Given this, growth looks attractive. The SBI led by all PSU banks is expected to generate exceptional returns. As to whether to invest in other PSU banks, it all depends on your risk appetite. If your risk appetite is low then SBI will do, but if you want to have a slightly higher risk / return profile then banks like Bank of Baroda, Canara Bank, PNB can be considered. The underlying investment theme and logic remains the same. It’s just that second-line PSU banks are significantly cheaper and offer a possibility of PE reservation and prices to be revalued upwards. It all depends on the risk appetite. It is therefore undeniable that this year and possibly next year, we will see significant outperformance of PSU banks vis-à-vis other private sector banks – the constituents of Bank Nifty.

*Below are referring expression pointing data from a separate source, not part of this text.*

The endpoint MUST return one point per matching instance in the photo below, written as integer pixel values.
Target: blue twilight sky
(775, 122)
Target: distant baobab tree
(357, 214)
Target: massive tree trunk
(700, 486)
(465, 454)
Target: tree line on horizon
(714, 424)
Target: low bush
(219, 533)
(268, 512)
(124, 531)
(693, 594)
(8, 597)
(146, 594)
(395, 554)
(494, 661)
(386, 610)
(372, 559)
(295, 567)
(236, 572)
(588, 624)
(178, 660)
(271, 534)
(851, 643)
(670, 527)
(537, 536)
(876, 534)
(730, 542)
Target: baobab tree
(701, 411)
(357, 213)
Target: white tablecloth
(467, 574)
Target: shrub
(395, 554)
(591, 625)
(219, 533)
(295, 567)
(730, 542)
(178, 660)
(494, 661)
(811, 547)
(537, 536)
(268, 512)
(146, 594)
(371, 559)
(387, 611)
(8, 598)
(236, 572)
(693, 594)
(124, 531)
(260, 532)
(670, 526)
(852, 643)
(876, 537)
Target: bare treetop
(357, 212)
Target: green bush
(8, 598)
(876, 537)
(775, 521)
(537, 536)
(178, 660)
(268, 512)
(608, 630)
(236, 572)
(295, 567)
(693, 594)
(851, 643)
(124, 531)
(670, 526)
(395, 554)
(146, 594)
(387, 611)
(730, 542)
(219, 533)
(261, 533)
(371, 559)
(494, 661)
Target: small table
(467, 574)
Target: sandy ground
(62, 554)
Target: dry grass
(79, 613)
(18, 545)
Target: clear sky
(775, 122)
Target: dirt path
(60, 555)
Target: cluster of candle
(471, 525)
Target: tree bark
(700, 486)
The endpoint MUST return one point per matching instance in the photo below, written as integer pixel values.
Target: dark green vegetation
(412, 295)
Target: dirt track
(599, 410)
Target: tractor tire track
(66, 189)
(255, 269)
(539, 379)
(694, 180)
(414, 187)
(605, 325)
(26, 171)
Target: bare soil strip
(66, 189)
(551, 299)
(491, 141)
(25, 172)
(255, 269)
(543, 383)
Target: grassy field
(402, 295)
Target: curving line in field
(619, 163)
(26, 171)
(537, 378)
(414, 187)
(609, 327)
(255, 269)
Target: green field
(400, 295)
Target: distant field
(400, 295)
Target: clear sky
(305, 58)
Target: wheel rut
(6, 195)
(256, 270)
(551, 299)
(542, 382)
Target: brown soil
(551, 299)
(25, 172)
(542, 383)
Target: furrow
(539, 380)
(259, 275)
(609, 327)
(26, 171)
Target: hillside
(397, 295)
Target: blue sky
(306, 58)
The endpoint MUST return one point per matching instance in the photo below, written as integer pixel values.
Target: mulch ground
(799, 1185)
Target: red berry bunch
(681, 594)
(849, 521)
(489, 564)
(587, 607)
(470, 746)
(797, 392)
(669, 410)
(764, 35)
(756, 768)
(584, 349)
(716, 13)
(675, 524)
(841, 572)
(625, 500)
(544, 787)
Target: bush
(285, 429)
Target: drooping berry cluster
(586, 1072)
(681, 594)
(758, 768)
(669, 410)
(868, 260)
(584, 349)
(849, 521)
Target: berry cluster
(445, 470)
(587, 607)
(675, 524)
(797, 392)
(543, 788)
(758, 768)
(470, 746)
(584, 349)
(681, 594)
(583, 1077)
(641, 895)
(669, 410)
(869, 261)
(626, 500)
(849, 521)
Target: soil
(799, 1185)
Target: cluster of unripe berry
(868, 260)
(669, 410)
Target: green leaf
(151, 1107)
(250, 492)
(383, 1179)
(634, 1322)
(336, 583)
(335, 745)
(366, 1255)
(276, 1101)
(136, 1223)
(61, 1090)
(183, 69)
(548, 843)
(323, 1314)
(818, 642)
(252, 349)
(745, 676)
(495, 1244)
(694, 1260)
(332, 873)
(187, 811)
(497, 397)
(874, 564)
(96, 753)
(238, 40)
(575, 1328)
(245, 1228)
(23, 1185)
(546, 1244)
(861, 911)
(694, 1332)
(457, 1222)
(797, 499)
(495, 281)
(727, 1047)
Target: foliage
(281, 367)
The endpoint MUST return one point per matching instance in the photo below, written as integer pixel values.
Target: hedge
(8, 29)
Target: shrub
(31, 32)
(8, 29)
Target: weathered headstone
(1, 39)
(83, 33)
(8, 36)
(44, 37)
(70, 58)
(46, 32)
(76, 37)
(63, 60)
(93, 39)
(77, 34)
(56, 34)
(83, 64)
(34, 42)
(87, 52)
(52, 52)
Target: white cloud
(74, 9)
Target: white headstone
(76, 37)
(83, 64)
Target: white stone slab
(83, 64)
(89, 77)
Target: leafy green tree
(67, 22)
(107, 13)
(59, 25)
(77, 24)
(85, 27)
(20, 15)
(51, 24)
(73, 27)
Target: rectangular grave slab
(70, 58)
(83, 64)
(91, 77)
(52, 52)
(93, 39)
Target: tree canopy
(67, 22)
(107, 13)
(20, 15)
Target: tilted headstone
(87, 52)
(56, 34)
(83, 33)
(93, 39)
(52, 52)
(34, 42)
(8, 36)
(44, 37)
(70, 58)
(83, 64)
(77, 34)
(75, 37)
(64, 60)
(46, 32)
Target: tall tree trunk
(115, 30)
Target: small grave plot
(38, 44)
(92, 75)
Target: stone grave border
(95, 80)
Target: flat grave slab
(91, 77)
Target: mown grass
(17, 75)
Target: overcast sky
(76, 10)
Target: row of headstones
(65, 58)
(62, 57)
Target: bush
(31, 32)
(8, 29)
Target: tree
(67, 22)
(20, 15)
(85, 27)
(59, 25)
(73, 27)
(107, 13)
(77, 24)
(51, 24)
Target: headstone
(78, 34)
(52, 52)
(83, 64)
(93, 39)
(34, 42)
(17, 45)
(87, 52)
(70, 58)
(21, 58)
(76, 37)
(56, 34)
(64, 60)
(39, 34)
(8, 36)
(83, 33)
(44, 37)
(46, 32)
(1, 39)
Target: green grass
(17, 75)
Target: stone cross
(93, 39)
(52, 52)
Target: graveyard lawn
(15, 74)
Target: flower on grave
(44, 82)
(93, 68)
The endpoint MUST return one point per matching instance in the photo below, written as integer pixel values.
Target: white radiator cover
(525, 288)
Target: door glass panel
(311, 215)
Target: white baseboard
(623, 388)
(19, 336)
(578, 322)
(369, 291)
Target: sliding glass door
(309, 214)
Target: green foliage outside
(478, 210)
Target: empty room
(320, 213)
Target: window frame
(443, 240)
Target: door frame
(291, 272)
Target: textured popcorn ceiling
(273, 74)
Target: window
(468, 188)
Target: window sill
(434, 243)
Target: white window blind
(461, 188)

The real action will happen in the IPO market. How to align the public portfolio to benefit from this wave of IPOs of companies in the new economy?
The value game is transitory, but the growth game is permanent. If you want to make money in the stock market, you can’t do it by buying valuable stocks. It must go through the purchase of growth companies. Globally, there is a tendency to buy more value stocks because economies are opening up and commodity prices have risen and global cycles are better for these companies. But at some point in time, the industries in which these valuable companies operate are mature industries and they are growing at or below the growth rate of GDP.
If you want multibagger stocks – the creators of wealth – they’re going to be in the growing companies, the one or two new age digital companies that have been listed, and many more that are in the process of being listed. The valuation of these companies is becoming more and more common, they have been around for a long time. A lot of investors understand them and once we get a list and they are available at a fair price then they will have a lot of appetite for these stocks and eventually find their way into many investor portfolios.
Also, it should be kept in mind that many foreign investors are completely free to invest in India and have a preference for new age digital businesses. We have seen foreign investors flock to Chinese markets and Chinese digital stocks have also risen significantly. I expect something similar to happen in Indian capital markets once we have the opportunity to invest in large new age digital companies. So while IPOs will be very successful and you might see a pop on the list, it won’t be the last high for these companies. Slowly, they will find their place in the portfolios of investors.
The real dilemma for the average Indian retail investor or fund manager is how to strategize for these holdings, as you cannot price them on traditional metrics like price versus earnings, price at the reservation, the EV to the EBITDA are ridiculously high and in some cases nonexistent losses. Nonetheless, if you see the examples in China and the examples on the Nasdaq, even after suffering losses, these companies continue to soar and build wealth. This conundrum has to be solved at some point, but I welcome these announcements and look forward to investing in them significantly over the remainder of this decade.